Some Examples: Sprockets and Next Generation
One of the citywide systems highlighted in the report is Sprockets in St. Paul, Minn., which serves more than 20,000 students. It started working with the Wallace Foundation three years ago and has more than 90 organizations collaborating, including the mayor’s office, the public library, the parks and recreation department, and St. Paul public schools.
Sprockets’ website has information and links to hundreds of after-school and summer programs from art and athletics to college prep and computer activities.
Generation Next, one of the nonprofits in the St. Paul network, collects and interprets data to use in providing kindergarten-readiness screening, tutoring, mentoring, and other support programs to close the achievement gap and increase high school and college graduation rates for the city’s students.
Using data effectively is the “least developed” element of successful after-school systems, according to the report.
“An after-school system has many moving parts, but the oil that makes all the gears turn smoothly is data,” wrote the report’s author, Daniel Browne.
He said systems with the best data collection and analysis tend to be those where the mayor’s office is an active partner.
“We sought to ‘aim high in hope and work’ when we began our out-of-school-time network now known as Sprockets,” said St.
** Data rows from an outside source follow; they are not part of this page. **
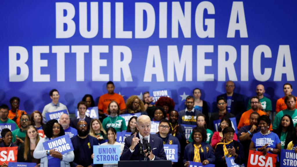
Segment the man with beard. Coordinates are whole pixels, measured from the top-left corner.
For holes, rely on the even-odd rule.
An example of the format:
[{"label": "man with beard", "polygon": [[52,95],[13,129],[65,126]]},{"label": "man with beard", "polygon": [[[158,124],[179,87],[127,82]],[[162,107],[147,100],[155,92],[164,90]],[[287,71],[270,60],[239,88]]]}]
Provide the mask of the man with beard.
[{"label": "man with beard", "polygon": [[186,109],[178,112],[178,123],[187,125],[196,125],[197,115],[202,114],[200,111],[194,108],[194,97],[189,96],[186,98],[185,104]]},{"label": "man with beard", "polygon": [[17,143],[19,144],[20,139],[23,141],[25,141],[25,137],[26,136],[26,131],[28,128],[28,126],[30,125],[30,119],[29,116],[26,114],[23,114],[20,116],[20,129],[17,129],[14,130],[12,132],[13,143],[17,141]]},{"label": "man with beard", "polygon": [[277,114],[273,122],[273,129],[274,130],[278,128],[280,125],[282,118],[286,114],[288,115],[292,118],[294,127],[297,123],[297,109],[295,108],[296,104],[296,97],[293,95],[288,95],[285,99],[285,103],[287,105],[287,109]]},{"label": "man with beard", "polygon": [[[249,125],[243,126],[239,130],[238,138],[243,146],[249,146],[253,135],[260,131],[260,129],[258,128],[258,118],[260,117],[260,115],[258,113],[252,113],[249,116]],[[247,146],[244,147],[243,149],[244,152],[244,164],[245,166],[247,166],[249,148]]]},{"label": "man with beard", "polygon": [[73,162],[70,163],[71,167],[94,166],[91,156],[93,146],[98,145],[98,140],[88,135],[88,124],[85,121],[80,121],[77,123],[78,134],[71,138],[75,156]]},{"label": "man with beard", "polygon": [[61,115],[60,119],[59,119],[59,123],[63,127],[63,129],[65,132],[65,134],[68,134],[70,138],[72,138],[77,135],[77,130],[72,127],[69,126],[70,122],[70,120],[69,119],[69,116],[68,115],[63,114]]},{"label": "man with beard", "polygon": [[257,96],[253,96],[251,98],[251,109],[244,112],[241,115],[239,123],[237,126],[237,129],[240,129],[242,127],[249,125],[249,116],[252,113],[257,112],[261,116],[263,115],[267,115],[266,113],[259,109],[261,104],[259,103],[259,99]]},{"label": "man with beard", "polygon": [[[261,84],[257,85],[256,87],[256,93],[257,94],[257,97],[259,98],[259,101],[261,103],[261,105],[259,106],[260,109],[266,112],[267,115],[269,116],[272,110],[272,107],[270,99],[264,97],[263,94],[265,93],[264,86]],[[249,101],[247,110],[249,110],[251,108],[251,102]]]}]

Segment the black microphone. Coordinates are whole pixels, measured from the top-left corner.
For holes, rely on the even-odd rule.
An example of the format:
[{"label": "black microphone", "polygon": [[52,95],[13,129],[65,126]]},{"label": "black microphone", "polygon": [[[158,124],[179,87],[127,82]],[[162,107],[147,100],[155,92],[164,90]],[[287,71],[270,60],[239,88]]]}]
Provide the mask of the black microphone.
[{"label": "black microphone", "polygon": [[146,147],[146,152],[148,153],[147,156],[148,156],[151,154],[151,145],[148,142],[148,136],[144,136],[144,143]]},{"label": "black microphone", "polygon": [[139,148],[138,148],[138,152],[139,154],[142,155],[143,153],[143,148],[142,144],[141,144],[141,143],[139,143],[138,144],[138,146]]}]

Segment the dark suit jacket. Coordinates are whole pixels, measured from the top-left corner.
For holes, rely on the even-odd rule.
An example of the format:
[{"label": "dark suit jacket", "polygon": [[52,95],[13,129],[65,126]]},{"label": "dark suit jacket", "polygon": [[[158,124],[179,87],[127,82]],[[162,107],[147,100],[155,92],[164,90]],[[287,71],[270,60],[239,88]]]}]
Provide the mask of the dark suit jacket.
[{"label": "dark suit jacket", "polygon": [[[227,94],[226,93],[218,96],[217,99],[219,97],[224,97],[227,100]],[[242,94],[233,93],[232,96],[232,101],[231,102],[231,108],[230,112],[234,114],[236,117],[236,122],[237,124],[239,122],[241,115],[245,111],[245,107],[244,105],[244,98]],[[217,111],[218,109],[217,108]]]},{"label": "dark suit jacket", "polygon": [[[99,145],[98,140],[97,140],[97,138],[94,138],[89,135],[88,135],[88,137],[89,138],[89,142],[90,142],[90,145],[91,147],[91,152],[93,152],[93,146],[94,145]],[[71,138],[71,142],[72,143],[72,145],[73,146],[73,149],[74,149],[74,150],[73,150],[74,155],[75,155],[75,156],[78,155],[78,152],[80,151],[80,149],[84,149],[84,148],[82,147],[82,146],[79,143],[79,138],[77,135],[76,135],[76,136],[73,136],[73,137]],[[89,149],[89,148],[86,148],[85,149]],[[93,162],[93,160],[92,160],[91,158],[91,155],[84,155],[85,157],[84,159],[86,159],[86,161],[87,162],[88,161],[89,161],[89,162]],[[88,160],[88,159],[89,159]],[[75,157],[74,160],[73,160],[73,161],[70,163],[70,165],[71,167],[75,167],[78,165],[81,165],[76,163],[77,162],[76,162],[76,158],[75,158]],[[92,166],[95,166],[95,165],[94,164],[93,164],[92,163],[89,164],[89,165],[90,165]]]},{"label": "dark suit jacket", "polygon": [[[139,138],[139,133],[136,135]],[[122,155],[120,157],[120,160],[141,160],[143,158],[138,153],[139,147],[138,144],[134,148],[132,153],[130,150],[130,147],[132,143],[132,139],[134,137],[131,136],[125,139],[125,147]],[[161,138],[153,134],[150,134],[149,143],[151,148],[153,154],[155,155],[154,160],[167,160],[166,154],[164,151],[163,142]],[[148,158],[149,159],[149,158]]]},{"label": "dark suit jacket", "polygon": [[[91,121],[92,121],[92,119],[87,116],[86,116],[86,118],[85,119],[85,121],[87,122],[88,124],[88,129],[90,130],[90,124],[91,123]],[[70,121],[70,124],[69,126],[72,127],[77,129],[77,123],[79,121],[79,119],[76,118],[71,118]]]}]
Paul Mayor Chris Coleman in his State of the City address last week. “We can now measure the reach of out-of-school-time learning and draw powerful connections between those programs and progress in school achievement.”
Coleman said he was especially pleased that 83 percent of Sprockets’ participants are racial and ethnic minority students and 80 percent are from low-income families.
Studies have found that the best after-school programs can help students feel more connected to their schools and, as a result, increase attendance and improve behavior and academic achievement, said Nancy Devine, the director of learning enrichment at the Wallace Foundation, in a statement. But access is uneven.
“These opportunities are too often limited to high-income families,” added Devine. “The cities that have been building after-school systems understand that working together can help expand access to programs for children who really need more high-quality opportunities.”
More than 19 million children and teens—two for every student enrolled—would attend after-school programs if they were affordable and available. Of those, demand is twice as high among low-income families as it is for higher-income families, according to an analysis by the Afterschool Alliance that we wrote about here.
An emerging task and challenge for after-school systems is building social-emotional skills—often known as “soft skills"—into the programs, wrote Browne. Students need more than good grades to succeed, he said. They also need to develop “behaviors like persistence and conscientiousness; attitudes like self-confidence and openness to new ideas; and abilities like self-control, time management, and goal setting.”